In occasione della “Giornata della memoria” torniamo a 80 anni fa, quando il 18 e il 19 ottobre del 1944 ai Bagni di Craveggia (adagiati sul fondovalle al confine tra la valle Vigezzo e l’alta Onsernone) ci fu uno scontro tra truppe neofasciste e partigiani in fuga dopo la caduta della Repubblica d’Ossola, che libera dal regime mussoliniano resistette per 40 giorni.
Ai partigiani -quel giorno quando erano incalzati dal distaccamento neo-fascista- fu spiegato come scivolare al riparo in Onsernone. Le guardie di confine svizzere si opposero poi alle pretese fasciste di estradizione immediata dei partigiani (“vivi, feriti o morti”) rifugiatisi in Ticino.
Il bilancio fu pesante: 12 feriti e 2 morti. Il 19enne ebreo Renzo Cohen, che morirà l’indomani all’ospedale La carità di Locarno, e Federico Marescotti (24 anni, di Milano), colpito in Ticino. I suoi funerali si tennero a Comologno, con un picchetto d’onere svizzero.

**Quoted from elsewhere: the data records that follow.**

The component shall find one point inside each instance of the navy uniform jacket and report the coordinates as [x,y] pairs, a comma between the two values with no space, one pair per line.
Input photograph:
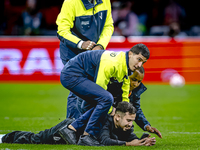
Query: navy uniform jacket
[115,89]
[81,20]
[100,66]
[115,136]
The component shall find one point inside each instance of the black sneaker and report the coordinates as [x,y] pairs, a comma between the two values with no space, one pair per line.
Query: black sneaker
[68,135]
[88,140]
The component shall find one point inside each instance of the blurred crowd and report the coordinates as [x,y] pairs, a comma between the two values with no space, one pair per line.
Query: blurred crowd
[131,17]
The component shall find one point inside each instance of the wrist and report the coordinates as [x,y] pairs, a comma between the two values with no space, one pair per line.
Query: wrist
[80,44]
[99,46]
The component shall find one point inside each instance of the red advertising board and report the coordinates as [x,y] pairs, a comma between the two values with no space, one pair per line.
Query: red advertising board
[37,58]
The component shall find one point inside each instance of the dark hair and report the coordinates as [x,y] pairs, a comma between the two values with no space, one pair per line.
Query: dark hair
[141,69]
[141,48]
[124,107]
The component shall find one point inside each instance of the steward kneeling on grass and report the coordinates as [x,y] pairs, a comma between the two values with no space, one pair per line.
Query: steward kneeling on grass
[118,130]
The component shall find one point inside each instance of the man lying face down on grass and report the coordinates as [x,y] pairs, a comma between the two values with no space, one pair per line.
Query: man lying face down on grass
[136,89]
[118,130]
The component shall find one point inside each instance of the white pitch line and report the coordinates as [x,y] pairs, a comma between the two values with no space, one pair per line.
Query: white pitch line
[185,132]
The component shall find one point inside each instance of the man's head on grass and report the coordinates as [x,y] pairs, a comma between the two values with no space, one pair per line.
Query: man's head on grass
[124,116]
[136,78]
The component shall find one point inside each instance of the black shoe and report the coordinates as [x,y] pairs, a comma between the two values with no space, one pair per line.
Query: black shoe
[68,135]
[88,140]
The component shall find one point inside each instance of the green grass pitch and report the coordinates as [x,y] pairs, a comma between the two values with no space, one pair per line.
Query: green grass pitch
[35,107]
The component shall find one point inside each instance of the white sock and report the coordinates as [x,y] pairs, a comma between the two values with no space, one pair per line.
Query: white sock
[1,136]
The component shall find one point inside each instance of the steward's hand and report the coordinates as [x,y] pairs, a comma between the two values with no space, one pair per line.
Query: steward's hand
[88,45]
[97,47]
[153,130]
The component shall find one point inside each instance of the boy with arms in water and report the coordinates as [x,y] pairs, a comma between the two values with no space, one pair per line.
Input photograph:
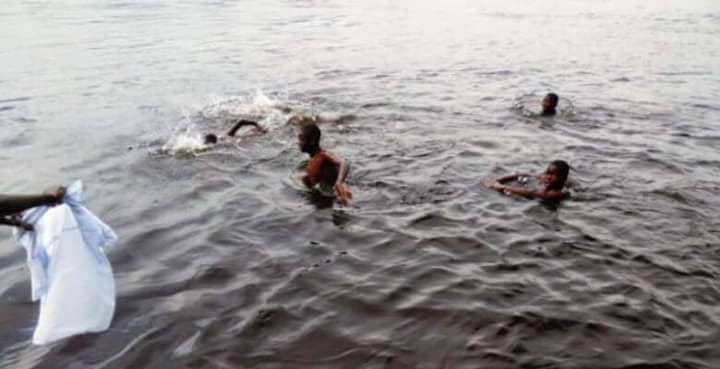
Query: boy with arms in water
[554,180]
[323,169]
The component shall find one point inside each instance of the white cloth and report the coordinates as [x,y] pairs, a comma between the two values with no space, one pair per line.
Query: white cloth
[69,271]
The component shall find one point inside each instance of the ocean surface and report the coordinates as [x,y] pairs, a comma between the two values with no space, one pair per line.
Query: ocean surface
[225,261]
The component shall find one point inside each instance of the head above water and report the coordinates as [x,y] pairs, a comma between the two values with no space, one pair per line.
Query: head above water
[309,138]
[549,103]
[210,139]
[556,175]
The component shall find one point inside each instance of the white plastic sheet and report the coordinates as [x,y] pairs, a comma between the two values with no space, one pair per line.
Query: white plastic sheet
[70,273]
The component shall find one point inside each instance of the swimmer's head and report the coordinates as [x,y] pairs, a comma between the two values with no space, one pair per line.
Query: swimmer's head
[550,103]
[210,139]
[556,175]
[309,138]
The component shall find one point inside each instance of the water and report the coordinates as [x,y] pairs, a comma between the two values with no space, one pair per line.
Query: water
[224,262]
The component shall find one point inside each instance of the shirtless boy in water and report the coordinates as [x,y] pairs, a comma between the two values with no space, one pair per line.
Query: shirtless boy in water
[211,138]
[549,104]
[554,180]
[323,169]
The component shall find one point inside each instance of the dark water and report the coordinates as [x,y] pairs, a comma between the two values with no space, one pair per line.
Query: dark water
[225,263]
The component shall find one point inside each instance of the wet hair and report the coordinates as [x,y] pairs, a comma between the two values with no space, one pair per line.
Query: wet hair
[210,138]
[553,98]
[311,133]
[562,169]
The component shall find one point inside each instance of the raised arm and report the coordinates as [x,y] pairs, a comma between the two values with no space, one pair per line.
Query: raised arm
[519,191]
[512,177]
[242,123]
[343,194]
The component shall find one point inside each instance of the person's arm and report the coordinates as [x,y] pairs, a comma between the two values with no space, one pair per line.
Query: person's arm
[512,177]
[518,191]
[343,194]
[13,204]
[14,222]
[242,123]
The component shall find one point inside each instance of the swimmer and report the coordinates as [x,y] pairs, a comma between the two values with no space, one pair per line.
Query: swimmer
[554,180]
[323,169]
[211,138]
[12,205]
[549,104]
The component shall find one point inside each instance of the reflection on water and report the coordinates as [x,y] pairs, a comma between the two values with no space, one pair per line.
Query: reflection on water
[227,261]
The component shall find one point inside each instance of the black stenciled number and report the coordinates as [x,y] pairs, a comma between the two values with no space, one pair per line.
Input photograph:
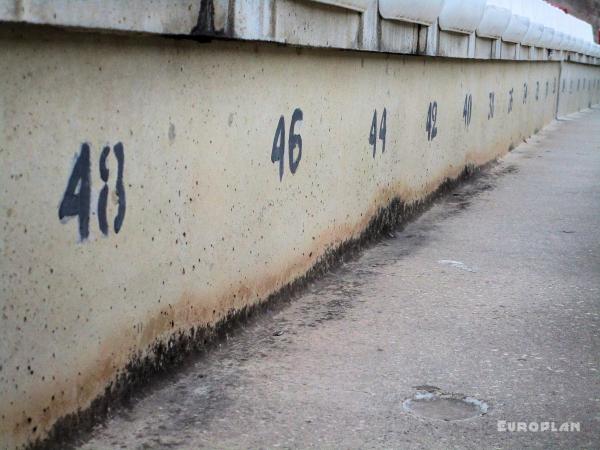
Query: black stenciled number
[78,203]
[431,125]
[278,150]
[103,198]
[294,140]
[373,133]
[382,131]
[119,189]
[468,109]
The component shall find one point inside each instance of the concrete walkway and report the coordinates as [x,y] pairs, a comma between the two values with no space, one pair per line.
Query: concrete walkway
[492,293]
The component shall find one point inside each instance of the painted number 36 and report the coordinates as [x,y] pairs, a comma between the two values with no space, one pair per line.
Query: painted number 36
[77,196]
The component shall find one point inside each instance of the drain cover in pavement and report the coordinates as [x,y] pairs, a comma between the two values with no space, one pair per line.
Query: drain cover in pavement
[434,404]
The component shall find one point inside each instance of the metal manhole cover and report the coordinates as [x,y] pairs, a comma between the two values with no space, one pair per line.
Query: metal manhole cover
[432,403]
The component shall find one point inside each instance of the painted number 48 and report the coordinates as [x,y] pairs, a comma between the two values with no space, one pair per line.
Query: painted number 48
[77,196]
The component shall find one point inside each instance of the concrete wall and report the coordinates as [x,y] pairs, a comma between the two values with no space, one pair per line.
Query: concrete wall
[207,223]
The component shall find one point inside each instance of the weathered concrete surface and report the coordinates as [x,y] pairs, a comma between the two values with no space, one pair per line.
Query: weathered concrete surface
[210,227]
[515,321]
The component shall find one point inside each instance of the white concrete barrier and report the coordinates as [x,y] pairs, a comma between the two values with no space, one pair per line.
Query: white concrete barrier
[424,12]
[391,26]
[154,188]
[495,20]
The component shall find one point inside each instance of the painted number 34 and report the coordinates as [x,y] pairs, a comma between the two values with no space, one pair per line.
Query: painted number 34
[77,196]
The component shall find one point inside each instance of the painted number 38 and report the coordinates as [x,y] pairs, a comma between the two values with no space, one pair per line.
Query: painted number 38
[77,196]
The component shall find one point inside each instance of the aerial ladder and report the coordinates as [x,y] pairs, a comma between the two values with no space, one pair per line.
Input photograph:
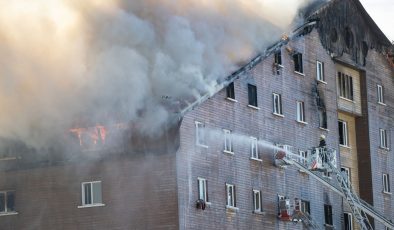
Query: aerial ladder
[323,159]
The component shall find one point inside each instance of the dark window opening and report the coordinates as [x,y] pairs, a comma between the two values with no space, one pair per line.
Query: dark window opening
[328,214]
[252,93]
[230,91]
[298,66]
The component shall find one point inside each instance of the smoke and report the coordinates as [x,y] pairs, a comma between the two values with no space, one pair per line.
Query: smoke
[68,62]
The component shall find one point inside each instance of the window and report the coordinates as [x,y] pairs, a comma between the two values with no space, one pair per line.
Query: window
[228,145]
[277,104]
[348,221]
[200,134]
[298,66]
[380,94]
[257,200]
[202,189]
[252,93]
[7,201]
[253,148]
[91,193]
[346,172]
[322,119]
[230,191]
[300,111]
[383,138]
[386,183]
[278,58]
[305,206]
[320,71]
[343,137]
[230,91]
[328,214]
[345,86]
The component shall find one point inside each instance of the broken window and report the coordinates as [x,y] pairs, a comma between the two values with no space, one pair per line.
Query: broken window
[328,214]
[298,65]
[230,91]
[7,201]
[348,221]
[277,104]
[91,193]
[380,94]
[202,189]
[230,191]
[320,71]
[228,145]
[383,138]
[252,93]
[345,86]
[300,111]
[257,201]
[343,133]
[386,183]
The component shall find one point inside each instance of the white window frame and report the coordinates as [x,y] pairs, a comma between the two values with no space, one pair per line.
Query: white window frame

Tra i colpiti Adriano Bianchi, nome di battaglia Partigiano Bardi, che rimase zoppo per tutta la vita. Solo 50 anni più tardi riuscì a ripercorrere quei dolorosi momenti in un libro. “Quella prova contribuì ad accentuare in me la naturale propensione a sopravvalutare le componenti affettive di ogni rapporto, a far concepire l’odio come la massima espressione della stupidità e la bontà con il più alto livello dell’intelligenza, concorse a generare una grande debolezza: l’incapacità di sopportare l’ostilità preconcetta e il disamore” (Adriano Bianchi, Il Ponte di Falmenta, ed. Tararà)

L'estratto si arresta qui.